The world of social networking can appear very daunting, especially to managers and business owners who have perhaps heard of Facebook and blogs but have never actually participated in them and don’t really know how they work – or more importantly, their value within the marketing mix.
So when Richard MacManus, founder of ReadWriteWeb, a blog that provides Web Technology news, reviews and analysis and has an RSS and email subscriber following of about 275,000, made his 2009 Web Predictions, it came as no surprise that much of them involved social networking. Some of his predictions included iTunes adding social networking features, Facebook signing up to OpenSocial, the introduction of applications that have plug-ins for Twitter and Facebook, and media outlets experimenting with different types of online advertising (with their own social networks perhaps?)
So you know you need to add social networking and social media to your marketing mix for 2009, but how do you get started?

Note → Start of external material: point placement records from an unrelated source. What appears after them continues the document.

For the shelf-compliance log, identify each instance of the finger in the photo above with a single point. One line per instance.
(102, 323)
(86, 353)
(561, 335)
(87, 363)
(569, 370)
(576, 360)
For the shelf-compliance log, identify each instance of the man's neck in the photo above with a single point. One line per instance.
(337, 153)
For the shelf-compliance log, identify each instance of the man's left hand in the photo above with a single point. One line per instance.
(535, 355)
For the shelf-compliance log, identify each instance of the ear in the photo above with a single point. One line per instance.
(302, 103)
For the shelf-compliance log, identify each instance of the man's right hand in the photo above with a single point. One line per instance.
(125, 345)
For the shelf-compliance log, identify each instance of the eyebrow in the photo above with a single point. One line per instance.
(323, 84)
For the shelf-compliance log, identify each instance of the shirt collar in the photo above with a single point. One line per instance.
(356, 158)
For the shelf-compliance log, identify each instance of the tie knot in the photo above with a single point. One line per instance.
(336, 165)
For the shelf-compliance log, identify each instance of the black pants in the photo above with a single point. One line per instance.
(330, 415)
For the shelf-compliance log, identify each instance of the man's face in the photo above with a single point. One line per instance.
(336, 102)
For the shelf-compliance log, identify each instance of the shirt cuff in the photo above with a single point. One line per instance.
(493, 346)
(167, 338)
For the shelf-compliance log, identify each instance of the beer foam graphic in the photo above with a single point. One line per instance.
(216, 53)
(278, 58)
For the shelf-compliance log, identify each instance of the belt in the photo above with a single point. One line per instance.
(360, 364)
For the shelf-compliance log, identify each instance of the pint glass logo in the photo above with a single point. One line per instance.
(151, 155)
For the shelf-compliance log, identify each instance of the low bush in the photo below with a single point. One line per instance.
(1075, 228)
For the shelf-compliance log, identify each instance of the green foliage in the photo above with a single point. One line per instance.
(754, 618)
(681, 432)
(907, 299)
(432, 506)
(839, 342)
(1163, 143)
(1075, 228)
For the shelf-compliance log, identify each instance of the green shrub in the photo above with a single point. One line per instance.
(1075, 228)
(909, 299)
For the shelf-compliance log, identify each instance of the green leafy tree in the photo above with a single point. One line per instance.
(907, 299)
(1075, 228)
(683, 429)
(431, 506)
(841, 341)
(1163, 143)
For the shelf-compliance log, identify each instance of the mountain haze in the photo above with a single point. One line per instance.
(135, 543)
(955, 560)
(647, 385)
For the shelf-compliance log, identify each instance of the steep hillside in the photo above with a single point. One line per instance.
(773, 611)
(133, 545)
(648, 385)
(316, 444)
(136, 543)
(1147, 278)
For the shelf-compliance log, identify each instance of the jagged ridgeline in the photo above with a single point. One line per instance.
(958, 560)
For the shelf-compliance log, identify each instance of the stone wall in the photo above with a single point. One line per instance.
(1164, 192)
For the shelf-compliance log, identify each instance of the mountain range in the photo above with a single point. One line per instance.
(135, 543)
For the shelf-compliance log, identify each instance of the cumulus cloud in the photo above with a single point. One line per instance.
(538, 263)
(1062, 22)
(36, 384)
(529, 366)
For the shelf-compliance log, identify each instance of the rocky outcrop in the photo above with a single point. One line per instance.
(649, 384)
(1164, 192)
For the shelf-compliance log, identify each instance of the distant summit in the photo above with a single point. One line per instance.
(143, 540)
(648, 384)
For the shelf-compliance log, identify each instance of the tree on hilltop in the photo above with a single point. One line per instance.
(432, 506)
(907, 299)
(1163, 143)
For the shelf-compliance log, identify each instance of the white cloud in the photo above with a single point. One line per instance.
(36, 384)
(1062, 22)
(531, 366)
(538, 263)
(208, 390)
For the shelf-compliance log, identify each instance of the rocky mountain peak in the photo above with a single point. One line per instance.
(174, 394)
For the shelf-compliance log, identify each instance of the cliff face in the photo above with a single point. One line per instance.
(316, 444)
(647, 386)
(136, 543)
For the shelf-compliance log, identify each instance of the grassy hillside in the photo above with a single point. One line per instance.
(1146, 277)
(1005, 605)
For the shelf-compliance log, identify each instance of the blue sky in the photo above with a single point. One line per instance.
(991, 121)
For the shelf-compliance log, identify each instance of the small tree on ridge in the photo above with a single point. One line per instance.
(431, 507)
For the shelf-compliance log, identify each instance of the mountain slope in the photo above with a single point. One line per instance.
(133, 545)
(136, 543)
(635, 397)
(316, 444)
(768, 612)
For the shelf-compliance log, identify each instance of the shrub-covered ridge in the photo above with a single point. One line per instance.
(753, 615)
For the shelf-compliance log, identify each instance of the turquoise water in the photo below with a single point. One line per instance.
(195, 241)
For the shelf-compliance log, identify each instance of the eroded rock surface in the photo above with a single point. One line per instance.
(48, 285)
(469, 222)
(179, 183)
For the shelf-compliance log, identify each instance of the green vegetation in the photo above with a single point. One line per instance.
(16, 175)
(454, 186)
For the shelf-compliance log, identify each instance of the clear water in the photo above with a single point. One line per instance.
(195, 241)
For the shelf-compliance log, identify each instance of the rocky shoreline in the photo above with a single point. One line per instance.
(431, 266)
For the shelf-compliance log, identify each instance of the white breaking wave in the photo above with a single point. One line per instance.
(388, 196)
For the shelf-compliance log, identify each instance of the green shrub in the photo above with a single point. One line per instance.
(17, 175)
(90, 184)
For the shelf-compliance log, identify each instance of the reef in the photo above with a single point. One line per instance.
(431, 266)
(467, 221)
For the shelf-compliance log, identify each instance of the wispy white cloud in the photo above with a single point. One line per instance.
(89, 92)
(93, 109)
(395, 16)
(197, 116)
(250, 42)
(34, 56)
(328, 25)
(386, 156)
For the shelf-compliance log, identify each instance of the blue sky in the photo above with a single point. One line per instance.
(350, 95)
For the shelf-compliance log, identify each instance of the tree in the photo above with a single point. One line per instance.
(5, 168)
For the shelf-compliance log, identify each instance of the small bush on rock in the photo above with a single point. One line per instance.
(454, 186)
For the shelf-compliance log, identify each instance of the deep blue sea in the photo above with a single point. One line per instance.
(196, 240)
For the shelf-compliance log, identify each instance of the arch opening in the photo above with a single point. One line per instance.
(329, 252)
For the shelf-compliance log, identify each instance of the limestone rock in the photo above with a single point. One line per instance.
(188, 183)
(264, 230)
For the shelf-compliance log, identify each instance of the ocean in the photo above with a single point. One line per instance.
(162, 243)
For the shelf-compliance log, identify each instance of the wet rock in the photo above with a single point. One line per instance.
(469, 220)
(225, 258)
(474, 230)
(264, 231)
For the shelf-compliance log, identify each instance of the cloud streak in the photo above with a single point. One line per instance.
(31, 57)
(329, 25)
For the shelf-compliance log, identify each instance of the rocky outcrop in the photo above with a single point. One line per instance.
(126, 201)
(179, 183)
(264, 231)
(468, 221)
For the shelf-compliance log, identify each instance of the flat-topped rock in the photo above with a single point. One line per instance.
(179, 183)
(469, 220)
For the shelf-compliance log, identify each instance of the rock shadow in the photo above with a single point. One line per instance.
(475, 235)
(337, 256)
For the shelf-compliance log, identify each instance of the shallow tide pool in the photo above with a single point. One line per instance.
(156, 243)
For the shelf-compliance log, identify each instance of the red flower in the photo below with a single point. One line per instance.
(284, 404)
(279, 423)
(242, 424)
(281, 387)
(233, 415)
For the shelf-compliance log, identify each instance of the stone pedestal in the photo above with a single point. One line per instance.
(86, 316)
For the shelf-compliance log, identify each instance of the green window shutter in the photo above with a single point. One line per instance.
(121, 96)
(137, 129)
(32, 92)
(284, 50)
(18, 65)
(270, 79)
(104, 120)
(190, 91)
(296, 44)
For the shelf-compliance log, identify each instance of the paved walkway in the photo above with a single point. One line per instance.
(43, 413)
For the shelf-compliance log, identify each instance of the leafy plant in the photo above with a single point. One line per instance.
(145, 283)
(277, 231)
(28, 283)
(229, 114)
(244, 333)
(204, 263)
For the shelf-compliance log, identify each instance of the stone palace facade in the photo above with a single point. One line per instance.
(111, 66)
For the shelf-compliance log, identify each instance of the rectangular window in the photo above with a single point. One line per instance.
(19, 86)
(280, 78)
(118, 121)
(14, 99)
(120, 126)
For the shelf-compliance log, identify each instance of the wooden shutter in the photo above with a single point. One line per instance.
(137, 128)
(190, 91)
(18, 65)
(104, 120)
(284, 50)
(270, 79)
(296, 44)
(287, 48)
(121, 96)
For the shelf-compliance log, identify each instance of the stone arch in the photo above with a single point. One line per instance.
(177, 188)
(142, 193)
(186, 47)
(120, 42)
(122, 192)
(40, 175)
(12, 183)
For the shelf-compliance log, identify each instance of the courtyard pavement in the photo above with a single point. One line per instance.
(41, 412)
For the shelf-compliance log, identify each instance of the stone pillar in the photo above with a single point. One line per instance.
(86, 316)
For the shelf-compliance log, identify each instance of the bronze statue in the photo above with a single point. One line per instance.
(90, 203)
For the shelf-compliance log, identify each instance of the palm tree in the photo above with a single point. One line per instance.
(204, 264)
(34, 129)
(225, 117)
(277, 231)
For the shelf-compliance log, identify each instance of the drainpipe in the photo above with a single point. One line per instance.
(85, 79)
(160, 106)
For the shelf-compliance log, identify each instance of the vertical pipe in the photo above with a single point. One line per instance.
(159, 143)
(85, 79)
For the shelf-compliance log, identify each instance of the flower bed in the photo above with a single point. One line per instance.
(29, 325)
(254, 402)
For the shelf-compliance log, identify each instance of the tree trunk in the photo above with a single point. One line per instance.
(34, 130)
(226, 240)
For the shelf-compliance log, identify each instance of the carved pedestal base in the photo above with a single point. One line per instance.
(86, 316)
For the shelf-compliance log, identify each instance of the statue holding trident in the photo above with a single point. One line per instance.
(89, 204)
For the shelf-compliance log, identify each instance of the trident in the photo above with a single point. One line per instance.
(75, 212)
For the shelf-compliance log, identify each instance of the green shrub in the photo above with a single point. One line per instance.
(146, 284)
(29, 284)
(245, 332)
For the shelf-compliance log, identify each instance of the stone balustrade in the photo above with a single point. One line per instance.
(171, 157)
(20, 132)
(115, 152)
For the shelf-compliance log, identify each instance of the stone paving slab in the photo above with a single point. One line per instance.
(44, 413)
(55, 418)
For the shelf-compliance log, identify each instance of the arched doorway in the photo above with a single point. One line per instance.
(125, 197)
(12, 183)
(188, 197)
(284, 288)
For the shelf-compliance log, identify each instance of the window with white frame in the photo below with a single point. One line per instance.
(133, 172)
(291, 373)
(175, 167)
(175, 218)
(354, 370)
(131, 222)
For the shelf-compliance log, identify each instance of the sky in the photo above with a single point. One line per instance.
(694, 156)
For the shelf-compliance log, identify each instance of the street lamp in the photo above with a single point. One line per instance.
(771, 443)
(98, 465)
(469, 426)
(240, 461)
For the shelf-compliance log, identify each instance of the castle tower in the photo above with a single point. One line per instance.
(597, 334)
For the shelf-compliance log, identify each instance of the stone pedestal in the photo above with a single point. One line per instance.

Facebook, LinkedIn, MySpace, Digg, Twitter, Ning – the list of sites is endless. But which ones are right for you? It all depends on which ones are right for your customer.
So many choices, so little time.
Just like any other marketing promotion, your social network program needs a strategy that includes measurement of your ROI. Many people are becoming more involved in social networking sites and blogs simply because they’ve heard of them, like Facebook and MySpace. Instead, you must think about what you want to accomplish here. Are you looking to connect with existing customers? Do you want to find qualified, quality leads? Are you hoping that your existing customers might open the social network door to new opportunities? Will you be interacting and engaging with your customers online or just posting ideas and thoughts? Do you hope to collect new ideas from your social network or will you be expected to be the think tank of the group? Once you’ve determined the reasons why you want to incorporate social networking into your marketing plans, the next step is to join a few.
Creating your profile.
Clicking into a site like Facebook or LinkedIn can be a bit intimidating at first. You have no “connections,” (people who view your profile or who you have found to connect with) your profile is bare, and you’re wondering why anyone would want to connect with you online. Take some time to go through the profile section of the site.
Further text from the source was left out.